# Using boost-histogram¶

### Henry Schreiner, Hans Dembenski¶

Setup (done for you on binder):

conda env create
conda activate bh-talk
jupyter lab


The interesting parts of the environment:

• boost-histogram 0.10.0: This is the current boost-histogram.
• hist 2.0.0a5: You have to have a recent alpha release of Hist.
• uproot4: The new version that will become default by the end of the year.
• mplhep: The matplotlib HEP helper library

#### Note:¶

boost-histogram has minimal, lightweight requirements and works almost anywhere. Anything beyond NumPy and boost-histogram is just for our demos later.

In [ ]:
import boost_histogram as bh
import numpy as np
import matplotlib.pyplot as plt
import mplhep


#### IPython setup¶

For the demos, let's see the last expression so it's easier to follow what's happening, even if it is an assignment. The default here is 'last_expr', but 'last_expr_or_assign' is better for demos. Also see 'last', 'all', and 'none'.

In [ ]:
%config InteractiveShell.ast_node_interactivity="last_expr_or_assign"


# What is boost-histogram?¶

The Python ecosystem is missing a good Histogram object. NumPy can perform a histogram operation, but it does not produce an object, and there are limitations and performance issues. The closest thing we have to a histogram is in ROOT.

## 1: Basic histograms¶

Let's start with the basics. We will create a histogram using boost-histogram and fill it.

### 1.1: Data¶

Let's make a 1D dataset to run on.

In [ ]:
data1 = np.random.normal(3.5, 2.5, size=1_000_000)

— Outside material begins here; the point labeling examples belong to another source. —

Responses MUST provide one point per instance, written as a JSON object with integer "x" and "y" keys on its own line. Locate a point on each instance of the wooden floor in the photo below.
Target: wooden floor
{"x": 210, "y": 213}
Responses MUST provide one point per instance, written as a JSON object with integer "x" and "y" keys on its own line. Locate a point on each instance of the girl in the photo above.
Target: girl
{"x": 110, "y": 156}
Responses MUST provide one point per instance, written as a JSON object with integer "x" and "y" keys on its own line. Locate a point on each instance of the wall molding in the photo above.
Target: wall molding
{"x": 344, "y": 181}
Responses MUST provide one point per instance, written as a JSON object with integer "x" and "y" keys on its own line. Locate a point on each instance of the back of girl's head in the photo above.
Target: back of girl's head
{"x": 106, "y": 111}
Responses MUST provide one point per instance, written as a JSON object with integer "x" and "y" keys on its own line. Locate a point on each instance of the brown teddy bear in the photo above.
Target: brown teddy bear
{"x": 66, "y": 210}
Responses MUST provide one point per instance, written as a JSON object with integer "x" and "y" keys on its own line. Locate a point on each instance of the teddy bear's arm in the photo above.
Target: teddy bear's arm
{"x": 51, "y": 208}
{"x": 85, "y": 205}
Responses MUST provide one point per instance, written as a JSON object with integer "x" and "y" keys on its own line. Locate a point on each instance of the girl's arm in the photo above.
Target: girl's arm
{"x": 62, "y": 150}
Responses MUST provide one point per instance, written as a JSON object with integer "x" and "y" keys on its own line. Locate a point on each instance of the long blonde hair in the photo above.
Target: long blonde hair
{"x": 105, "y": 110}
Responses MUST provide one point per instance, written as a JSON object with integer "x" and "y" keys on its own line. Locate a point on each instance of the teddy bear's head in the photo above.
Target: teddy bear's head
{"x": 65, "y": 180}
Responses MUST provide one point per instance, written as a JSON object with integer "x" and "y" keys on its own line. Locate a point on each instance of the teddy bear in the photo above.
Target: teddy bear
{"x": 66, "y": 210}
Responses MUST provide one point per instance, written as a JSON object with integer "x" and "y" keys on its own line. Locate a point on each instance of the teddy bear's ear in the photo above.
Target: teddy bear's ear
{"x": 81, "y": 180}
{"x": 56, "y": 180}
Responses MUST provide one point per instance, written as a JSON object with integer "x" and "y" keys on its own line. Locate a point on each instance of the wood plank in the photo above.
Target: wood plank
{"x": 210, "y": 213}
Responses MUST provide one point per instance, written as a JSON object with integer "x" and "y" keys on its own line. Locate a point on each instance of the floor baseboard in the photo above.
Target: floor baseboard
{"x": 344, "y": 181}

### 1.2: Histogram definition¶

Now, let's make a 1D histogram

In [ ]:
hist1 = bh.Histogram(bh.axis.Regular(40, -2, 10))


### 1.3 Histogram fill¶

Like ROOT, we can fill after we make a histogram, as many times as we want. You can fill single values, but to take advantage of the performance, you should fill with arrays.

In [ ]:
hist1.fill(data1)


You can see that the histogram has been filled. Let's explicitly check to see how many entries are in the histogram:

In [ ]:
hist1.sum()


What happened to the missing items? They are in the underflow and overflow bins:

In [ ]:
hist1.sum(flow=True)


Like ROOT, we have overflow bins by default. We can turn them off, but they enable some powerful things like projections.

Let's plot this:

In [ ]:
plt.bar(hist1.axes[0].centers, hist1.view(), width=hist1.axes[0].widths);


Note: You can leave off the .view() if you want to - histograms conform to the buffer protocol. Also, you can select the axes before or after calling .centers; this is very useful for ND histograms.

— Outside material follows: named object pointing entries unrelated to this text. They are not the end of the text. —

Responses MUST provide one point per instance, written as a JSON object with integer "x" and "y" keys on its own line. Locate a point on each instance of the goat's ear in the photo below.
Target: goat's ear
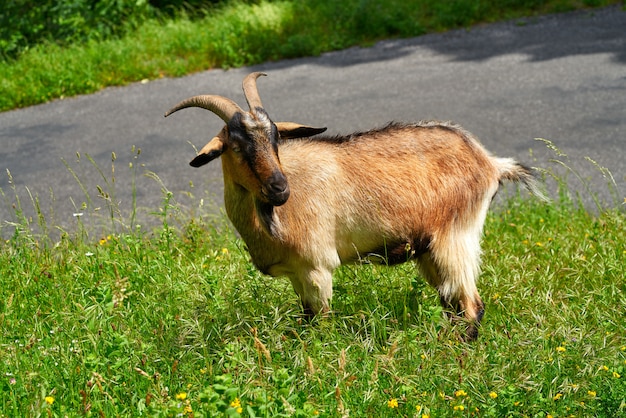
{"x": 289, "y": 130}
{"x": 209, "y": 152}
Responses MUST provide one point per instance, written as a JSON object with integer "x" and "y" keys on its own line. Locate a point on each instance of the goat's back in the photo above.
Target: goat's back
{"x": 399, "y": 181}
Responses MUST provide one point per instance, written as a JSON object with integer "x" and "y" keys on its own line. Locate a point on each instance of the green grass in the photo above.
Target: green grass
{"x": 177, "y": 321}
{"x": 239, "y": 33}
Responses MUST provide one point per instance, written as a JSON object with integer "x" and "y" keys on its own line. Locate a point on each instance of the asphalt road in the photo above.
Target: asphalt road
{"x": 560, "y": 77}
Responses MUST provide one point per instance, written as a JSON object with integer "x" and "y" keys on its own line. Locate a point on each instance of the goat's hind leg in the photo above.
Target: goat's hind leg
{"x": 452, "y": 268}
{"x": 315, "y": 288}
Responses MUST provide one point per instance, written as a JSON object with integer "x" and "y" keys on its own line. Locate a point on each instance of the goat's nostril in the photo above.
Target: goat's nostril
{"x": 278, "y": 187}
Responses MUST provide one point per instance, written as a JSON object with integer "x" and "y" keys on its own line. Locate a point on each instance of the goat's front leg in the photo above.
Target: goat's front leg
{"x": 315, "y": 288}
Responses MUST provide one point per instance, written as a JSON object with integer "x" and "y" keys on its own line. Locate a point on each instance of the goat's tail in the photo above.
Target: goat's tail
{"x": 511, "y": 170}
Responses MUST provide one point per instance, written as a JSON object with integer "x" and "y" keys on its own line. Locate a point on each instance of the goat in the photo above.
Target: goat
{"x": 403, "y": 192}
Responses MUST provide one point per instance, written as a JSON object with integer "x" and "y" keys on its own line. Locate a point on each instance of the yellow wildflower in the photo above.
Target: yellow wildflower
{"x": 392, "y": 403}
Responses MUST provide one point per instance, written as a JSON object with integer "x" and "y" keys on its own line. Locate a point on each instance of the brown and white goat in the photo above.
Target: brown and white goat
{"x": 306, "y": 205}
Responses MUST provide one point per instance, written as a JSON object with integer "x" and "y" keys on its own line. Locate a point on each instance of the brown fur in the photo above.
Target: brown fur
{"x": 418, "y": 191}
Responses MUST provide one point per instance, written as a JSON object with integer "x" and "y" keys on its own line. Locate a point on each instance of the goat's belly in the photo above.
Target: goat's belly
{"x": 388, "y": 252}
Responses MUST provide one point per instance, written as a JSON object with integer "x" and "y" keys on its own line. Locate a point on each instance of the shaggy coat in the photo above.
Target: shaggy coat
{"x": 305, "y": 205}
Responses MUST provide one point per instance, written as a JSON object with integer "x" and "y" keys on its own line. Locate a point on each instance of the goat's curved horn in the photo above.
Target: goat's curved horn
{"x": 250, "y": 90}
{"x": 221, "y": 106}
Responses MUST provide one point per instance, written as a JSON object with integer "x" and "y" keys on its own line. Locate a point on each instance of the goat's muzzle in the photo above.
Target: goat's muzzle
{"x": 276, "y": 190}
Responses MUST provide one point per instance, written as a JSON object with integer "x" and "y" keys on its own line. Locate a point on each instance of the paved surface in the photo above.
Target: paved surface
{"x": 559, "y": 77}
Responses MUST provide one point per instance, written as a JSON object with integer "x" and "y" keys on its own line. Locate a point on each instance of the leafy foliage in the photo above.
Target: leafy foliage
{"x": 57, "y": 49}
{"x": 177, "y": 322}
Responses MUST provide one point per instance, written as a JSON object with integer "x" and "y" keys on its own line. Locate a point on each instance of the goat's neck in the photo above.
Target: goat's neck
{"x": 251, "y": 217}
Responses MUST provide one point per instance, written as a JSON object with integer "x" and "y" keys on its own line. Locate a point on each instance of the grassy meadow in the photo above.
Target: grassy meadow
{"x": 176, "y": 321}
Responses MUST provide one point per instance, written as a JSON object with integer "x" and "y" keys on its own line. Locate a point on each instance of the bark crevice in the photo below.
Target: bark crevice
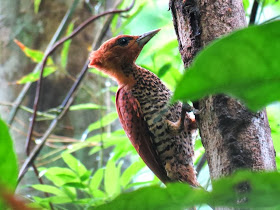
{"x": 234, "y": 138}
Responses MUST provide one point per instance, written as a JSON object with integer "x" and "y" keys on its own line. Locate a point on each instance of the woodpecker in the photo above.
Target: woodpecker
{"x": 160, "y": 132}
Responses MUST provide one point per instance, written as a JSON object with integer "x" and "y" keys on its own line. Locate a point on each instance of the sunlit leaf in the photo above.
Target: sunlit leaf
{"x": 74, "y": 164}
{"x": 112, "y": 179}
{"x": 130, "y": 172}
{"x": 96, "y": 179}
{"x": 66, "y": 46}
{"x": 8, "y": 163}
{"x": 60, "y": 176}
{"x": 242, "y": 64}
{"x": 48, "y": 189}
{"x": 162, "y": 71}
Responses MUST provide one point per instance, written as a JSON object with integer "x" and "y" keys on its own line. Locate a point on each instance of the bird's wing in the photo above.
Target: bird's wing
{"x": 136, "y": 129}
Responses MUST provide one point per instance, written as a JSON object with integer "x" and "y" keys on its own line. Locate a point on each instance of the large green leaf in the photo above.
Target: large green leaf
{"x": 261, "y": 191}
{"x": 8, "y": 163}
{"x": 243, "y": 64}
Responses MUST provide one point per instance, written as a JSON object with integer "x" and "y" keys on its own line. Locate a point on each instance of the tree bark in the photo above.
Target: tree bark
{"x": 233, "y": 137}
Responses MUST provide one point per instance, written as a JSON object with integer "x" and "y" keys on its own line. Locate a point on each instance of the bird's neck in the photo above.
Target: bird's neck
{"x": 125, "y": 75}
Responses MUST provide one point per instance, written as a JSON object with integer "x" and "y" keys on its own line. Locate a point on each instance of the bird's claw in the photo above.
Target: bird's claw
{"x": 189, "y": 108}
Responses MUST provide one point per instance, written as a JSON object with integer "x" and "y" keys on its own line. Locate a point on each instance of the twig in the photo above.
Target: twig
{"x": 68, "y": 99}
{"x": 25, "y": 108}
{"x": 56, "y": 36}
{"x": 41, "y": 182}
{"x": 201, "y": 163}
{"x": 254, "y": 11}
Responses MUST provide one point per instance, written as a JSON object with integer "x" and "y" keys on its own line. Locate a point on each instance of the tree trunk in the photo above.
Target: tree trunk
{"x": 233, "y": 137}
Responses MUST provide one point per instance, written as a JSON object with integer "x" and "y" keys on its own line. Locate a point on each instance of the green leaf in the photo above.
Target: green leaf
{"x": 112, "y": 179}
{"x": 66, "y": 46}
{"x": 130, "y": 172}
{"x": 104, "y": 121}
{"x": 74, "y": 164}
{"x": 48, "y": 189}
{"x": 85, "y": 106}
{"x": 96, "y": 179}
{"x": 243, "y": 190}
{"x": 61, "y": 176}
{"x": 243, "y": 64}
{"x": 8, "y": 163}
{"x": 34, "y": 76}
{"x": 162, "y": 71}
{"x": 35, "y": 55}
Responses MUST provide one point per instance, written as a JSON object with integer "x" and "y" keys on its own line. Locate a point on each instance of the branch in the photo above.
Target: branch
{"x": 26, "y": 87}
{"x": 70, "y": 96}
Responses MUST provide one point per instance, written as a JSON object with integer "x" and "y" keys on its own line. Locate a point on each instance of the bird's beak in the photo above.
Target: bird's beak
{"x": 144, "y": 38}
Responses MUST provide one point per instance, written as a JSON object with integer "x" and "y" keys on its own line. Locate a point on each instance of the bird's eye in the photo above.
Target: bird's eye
{"x": 123, "y": 41}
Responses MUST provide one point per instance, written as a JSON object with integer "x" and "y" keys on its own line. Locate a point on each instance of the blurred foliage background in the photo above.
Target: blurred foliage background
{"x": 88, "y": 160}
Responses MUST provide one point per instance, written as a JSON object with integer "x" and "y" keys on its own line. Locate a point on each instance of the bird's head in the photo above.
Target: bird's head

From now on, let's be lazy, and use mplhep, which natively supports boost-histogram now.

In [ ]:
mplhep.histplot(hist1);


You should think of boost-histogram like NumPy: No plotting is built in, but the data is easy to access.

Unlike ROOT, Histograms are built of of basic building blocks: 1 or more axes, and a storage. The storage holds accumulators, which can be simple doubles or ints, or more complex things that hold extra information about the operation (which might not even be a sum! (generalized histograms). Here's what it looks like for 1D:

If we go to 2D, this generalizes - we have the same API for ND!

## 2: Drop-in replacement for NumPy¶

To start using this yourself, you don't even need to change your code. Let's try the NumPy adapters.

In [ ]:
bins2, edges2 = bh.numpy.histogram(data1, bins=10)

In [ ]:
b2, e2 = np.histogram(data1, bins=10)

In [ ]:
bins2 - b2

In [ ]:
e2 - edges2


Not bad! Let's start moving to the boost-histogram API, so we can use the plotting function we just learned about:

In [ ]:
hist2 = bh.numpy.histogram(data1, bins="auto", histogram=bh.Histogram)
mplhep.histplot(hist2);


Now we can move over to boost-histogram one step at a time! Just to be complete, we can also go back to a Numpy tuple from a Histogram object:

In [ ]:
b2p, e2p = bh.numpy.histogram(data1, bins=10, histogram=bh.Histogram).to_numpy()
b2p == b2


And, while "recently" NumPy optimized 1D regular binning, we still beat optimized NumPy:

In [ ]:
%%timeit
bh.numpy.histogram(data1, bins=100)

In [ ]:
%%timeit
np.histogram(data1, bins=100)


## 3: More dimensions¶

The same API works for multiple dimensions.

In [ ]:
hist3 = bh.Histogram(bh.axis.Regular(150, -1.5, 1.5), bh.axis.Regular(100, -1, 1))

In [ ]:
data2d = [np.random.normal(size=1_000_000) for _ in range(2)]

In [ ]:
hist3.fill(*data2d)

In [ ]:
plt.pcolormesh(*hist3.axes.edges.T, hist3.view().T);


This is transposed because of differing indexing conventions.

Let's try a 3D histogram

In [ ]:
data3d = [np.random.normal(size=1_000_000) for _ in range(3)]

hist3d = bh.Histogram(
bh.axis.Regular(150, -5, 5),
bh.axis.Regular(100, -5, 5),
bh.axis.Regular(100, -5, 5),
)

hist3d.fill(*data3d)


Let's project to the first two axes:

In [ ]:
mplhep.hist2dplot(hist3d[:, :, sum]);


## 4: UHI¶

Let's explore the boost-histogram UHI syntax. We will start with a 1D histogram:

In [ ]:
h = bh.Histogram(bh.axis.Regular(100, -3.5, 3.5))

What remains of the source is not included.